Yesterday the pop star uploaded a ‘Twitter essay’ to her Twitter account and had me nodding my head profusely as I couldn’t help but agree with everything she wrote.
Having gone through a recent break up with rapper ‘Big Sean’, Grande has been subject to interview question after interview question regarding the demise of her eight-month long public relationship. And yes, I understand that as a public figure with thousands of devoted fans and her fair share of critics, this unfortunately is, like all other celebrities, ‘just’ part of the job for Grande.
I now invite you to take a read of her ‘Twitter essay’ below and see how far the media have taken the break up questions, the result of constant interest in just one aspect of Grande’s life.
My favourite parts include:
‘I…do not belong. To anyone. But myself. And neither do you.’
I think this ‘realisation’ and conclusion is so important for young women everywhere to understand. Having a young man or young woman in your life is a wonderful thing – I know that all too well. However, having a dependency on someone else for happiness, confidence or self-esteem is a dangerous, dangerous game that you do not want to be a part of.
Grande is more so getting at the way the media imply that she previously belonged to Big Sean and that without him, how is she coping? How has her life changed? Has she moved on? Does she feel lonely? Ariana’s answer? WHO CARES!
The reference to Gloria Steinem’s article ‘After Black Power, Women’s Liberation’ written in 1969 is nothing short of enormously impressive by Grande. ‘…46 years later…we’re still not quite there yet’! Ariana is so right. We are not at the point where we can safely say ‘women and men are equals’. (We haven’t achieved equality for African American people either for that matter). As a powerful influencer amongst her fans and women alike, it is absolutely fantastic that she has pointed out an immense fault within our society, something that must be continually worked on to change.
There is a humongous problem within society and in particularly the rapping community about the shaming of women in regards to their sex lives.
A woman is referred to as ‘hoe’ or ‘bitch’, as Ariana points out. There is no respect for women, just blatant misogyny. A woman has no value as a person or individual when referred to as one of those hideous labels and is degraded as a human being. Where is the degrading reference to men in songs and music? What’s that? They don’t exist? Exactly. There is not a reciprocal shameful label for men. Misogyny in the rapping industry is disgusting and alive and well against women of all ages.

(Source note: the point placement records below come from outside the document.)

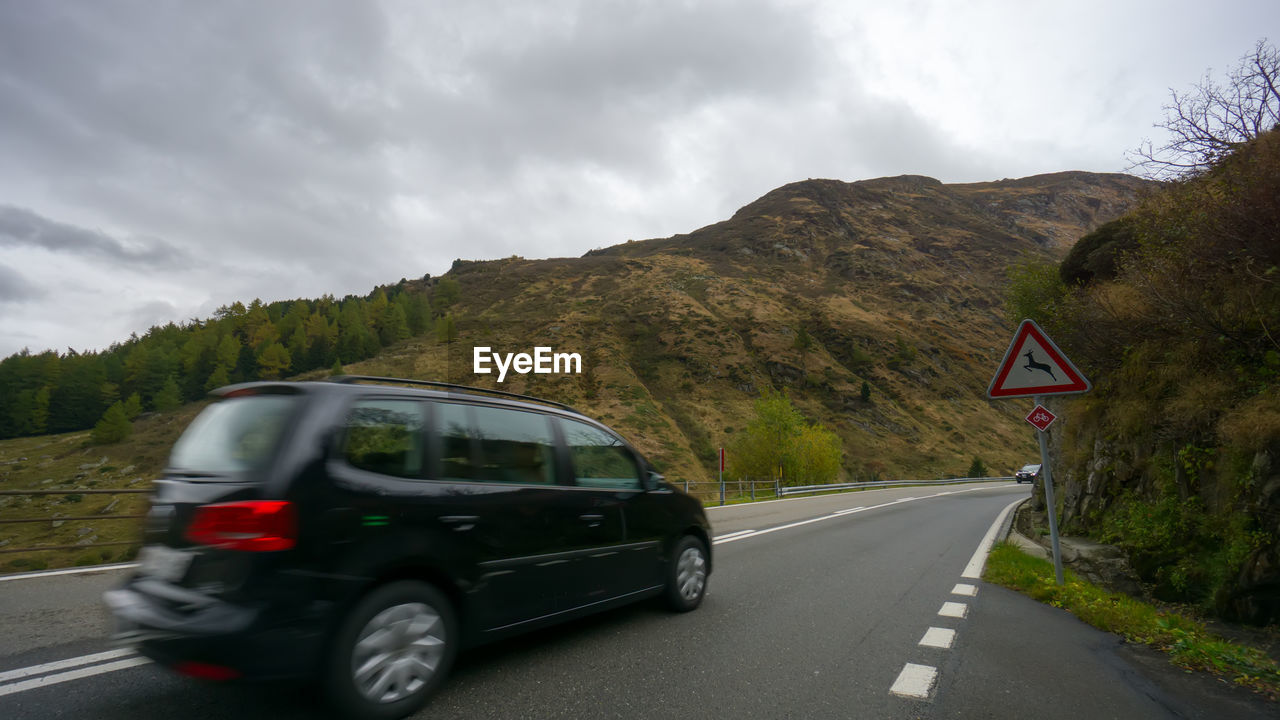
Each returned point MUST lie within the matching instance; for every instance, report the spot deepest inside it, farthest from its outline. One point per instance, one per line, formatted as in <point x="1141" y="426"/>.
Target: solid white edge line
<point x="732" y="537"/>
<point x="71" y="675"/>
<point x="734" y="534"/>
<point x="973" y="570"/>
<point x="64" y="664"/>
<point x="68" y="572"/>
<point x="938" y="637"/>
<point x="988" y="484"/>
<point x="914" y="680"/>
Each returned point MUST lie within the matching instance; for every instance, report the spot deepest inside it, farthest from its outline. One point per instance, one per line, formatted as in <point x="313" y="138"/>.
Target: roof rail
<point x="351" y="379"/>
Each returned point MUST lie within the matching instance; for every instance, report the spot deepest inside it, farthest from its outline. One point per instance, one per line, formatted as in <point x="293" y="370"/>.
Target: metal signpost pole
<point x="1050" y="502"/>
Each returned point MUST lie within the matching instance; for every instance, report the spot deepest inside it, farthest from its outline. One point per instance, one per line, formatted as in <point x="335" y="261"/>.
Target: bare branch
<point x="1210" y="121"/>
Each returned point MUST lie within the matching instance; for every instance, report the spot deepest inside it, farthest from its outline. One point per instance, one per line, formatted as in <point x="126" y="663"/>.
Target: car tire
<point x="686" y="575"/>
<point x="392" y="651"/>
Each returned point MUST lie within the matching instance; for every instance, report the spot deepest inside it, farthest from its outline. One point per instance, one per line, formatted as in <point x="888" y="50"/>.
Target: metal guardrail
<point x="803" y="490"/>
<point x="64" y="518"/>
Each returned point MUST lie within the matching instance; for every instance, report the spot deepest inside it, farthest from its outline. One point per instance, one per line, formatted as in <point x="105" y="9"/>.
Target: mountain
<point x="814" y="288"/>
<point x="827" y="290"/>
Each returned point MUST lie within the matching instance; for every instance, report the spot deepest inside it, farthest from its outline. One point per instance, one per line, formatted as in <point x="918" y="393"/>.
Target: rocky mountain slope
<point x="816" y="288"/>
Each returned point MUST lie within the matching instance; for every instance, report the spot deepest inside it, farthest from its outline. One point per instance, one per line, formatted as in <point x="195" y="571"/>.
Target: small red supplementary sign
<point x="1041" y="418"/>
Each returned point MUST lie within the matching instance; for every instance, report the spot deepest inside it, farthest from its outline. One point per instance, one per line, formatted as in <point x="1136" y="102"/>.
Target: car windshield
<point x="233" y="436"/>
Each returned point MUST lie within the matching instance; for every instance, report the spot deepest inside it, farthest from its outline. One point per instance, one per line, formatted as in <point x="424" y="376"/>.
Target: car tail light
<point x="256" y="525"/>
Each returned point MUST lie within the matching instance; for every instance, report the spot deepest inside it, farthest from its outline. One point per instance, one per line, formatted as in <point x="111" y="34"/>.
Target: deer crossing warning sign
<point x="1033" y="365"/>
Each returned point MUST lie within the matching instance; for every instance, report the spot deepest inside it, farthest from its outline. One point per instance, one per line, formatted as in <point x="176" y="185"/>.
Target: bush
<point x="114" y="425"/>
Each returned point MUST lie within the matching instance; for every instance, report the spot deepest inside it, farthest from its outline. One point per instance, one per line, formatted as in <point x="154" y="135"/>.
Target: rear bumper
<point x="173" y="625"/>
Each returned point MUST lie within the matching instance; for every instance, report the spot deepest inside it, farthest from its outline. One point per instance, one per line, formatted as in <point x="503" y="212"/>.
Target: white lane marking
<point x="758" y="533"/>
<point x="63" y="664"/>
<point x="71" y="675"/>
<point x="914" y="680"/>
<point x="727" y="536"/>
<point x="731" y="537"/>
<point x="938" y="637"/>
<point x="984" y="486"/>
<point x="973" y="570"/>
<point x="68" y="572"/>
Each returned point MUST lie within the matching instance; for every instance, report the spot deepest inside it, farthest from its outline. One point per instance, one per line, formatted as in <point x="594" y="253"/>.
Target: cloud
<point x="21" y="227"/>
<point x="218" y="151"/>
<point x="16" y="288"/>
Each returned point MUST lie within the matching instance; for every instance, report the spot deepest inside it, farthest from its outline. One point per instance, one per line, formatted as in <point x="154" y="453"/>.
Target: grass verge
<point x="1188" y="642"/>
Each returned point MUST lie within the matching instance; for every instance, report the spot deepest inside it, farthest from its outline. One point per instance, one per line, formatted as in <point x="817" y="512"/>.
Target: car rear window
<point x="233" y="436"/>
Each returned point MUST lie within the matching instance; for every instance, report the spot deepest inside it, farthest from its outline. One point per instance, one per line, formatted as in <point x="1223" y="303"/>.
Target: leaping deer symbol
<point x="1033" y="365"/>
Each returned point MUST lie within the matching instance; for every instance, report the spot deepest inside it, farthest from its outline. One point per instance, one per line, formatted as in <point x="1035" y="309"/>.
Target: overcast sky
<point x="161" y="159"/>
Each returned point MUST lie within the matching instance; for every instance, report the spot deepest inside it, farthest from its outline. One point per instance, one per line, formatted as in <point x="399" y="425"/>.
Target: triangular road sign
<point x="1034" y="365"/>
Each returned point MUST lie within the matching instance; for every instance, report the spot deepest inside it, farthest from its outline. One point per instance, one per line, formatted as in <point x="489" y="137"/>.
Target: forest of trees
<point x="49" y="392"/>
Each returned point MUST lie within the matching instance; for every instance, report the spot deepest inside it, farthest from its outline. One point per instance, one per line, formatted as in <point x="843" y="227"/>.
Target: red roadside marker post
<point x="1033" y="367"/>
<point x="722" y="475"/>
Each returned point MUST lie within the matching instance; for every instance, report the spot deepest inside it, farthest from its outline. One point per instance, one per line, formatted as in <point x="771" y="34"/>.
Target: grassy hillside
<point x="1174" y="314"/>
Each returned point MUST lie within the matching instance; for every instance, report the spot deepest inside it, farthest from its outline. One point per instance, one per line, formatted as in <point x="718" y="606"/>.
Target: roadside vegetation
<point x="1188" y="643"/>
<point x="1174" y="313"/>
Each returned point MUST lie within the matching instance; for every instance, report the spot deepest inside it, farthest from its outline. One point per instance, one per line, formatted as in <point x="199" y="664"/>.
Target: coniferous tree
<point x="132" y="406"/>
<point x="169" y="397"/>
<point x="114" y="427"/>
<point x="216" y="379"/>
<point x="273" y="361"/>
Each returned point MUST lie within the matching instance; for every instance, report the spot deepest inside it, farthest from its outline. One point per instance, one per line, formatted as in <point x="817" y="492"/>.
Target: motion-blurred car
<point x="1027" y="474"/>
<point x="362" y="533"/>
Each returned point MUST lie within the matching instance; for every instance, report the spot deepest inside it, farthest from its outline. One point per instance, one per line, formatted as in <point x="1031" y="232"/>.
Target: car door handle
<point x="461" y="523"/>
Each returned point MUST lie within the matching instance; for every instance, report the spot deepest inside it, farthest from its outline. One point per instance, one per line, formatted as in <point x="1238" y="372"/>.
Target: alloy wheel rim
<point x="397" y="652"/>
<point x="691" y="573"/>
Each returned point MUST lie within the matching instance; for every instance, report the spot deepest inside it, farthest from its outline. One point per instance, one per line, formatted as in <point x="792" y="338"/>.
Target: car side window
<point x="453" y="424"/>
<point x="515" y="446"/>
<point x="599" y="459"/>
<point x="385" y="437"/>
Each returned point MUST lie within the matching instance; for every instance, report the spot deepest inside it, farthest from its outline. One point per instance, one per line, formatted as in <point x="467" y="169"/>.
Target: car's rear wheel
<point x="392" y="651"/>
<point x="686" y="579"/>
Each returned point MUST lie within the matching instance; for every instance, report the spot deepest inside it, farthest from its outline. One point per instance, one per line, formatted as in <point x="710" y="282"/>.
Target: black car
<point x="361" y="533"/>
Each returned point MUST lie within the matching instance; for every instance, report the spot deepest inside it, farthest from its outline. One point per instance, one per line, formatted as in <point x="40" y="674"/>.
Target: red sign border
<point x="1047" y="425"/>
<point x="1077" y="383"/>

But my absolute favourite line in this essay? It is, ‘I have never felt more present, grounded and satisfied. I’ve never laughed harder or had more fun or enjoyed my life more’. Ariana has a wide range of fans of all different ages but mostly, they are young, impressionable, teenage women and I commend her greatly for standing up against sexism, sharing her opinions and views and empowering her fans to be strong and revolt against this idea of needing a man in their lives.
Bravo Ariana Grande, bravo.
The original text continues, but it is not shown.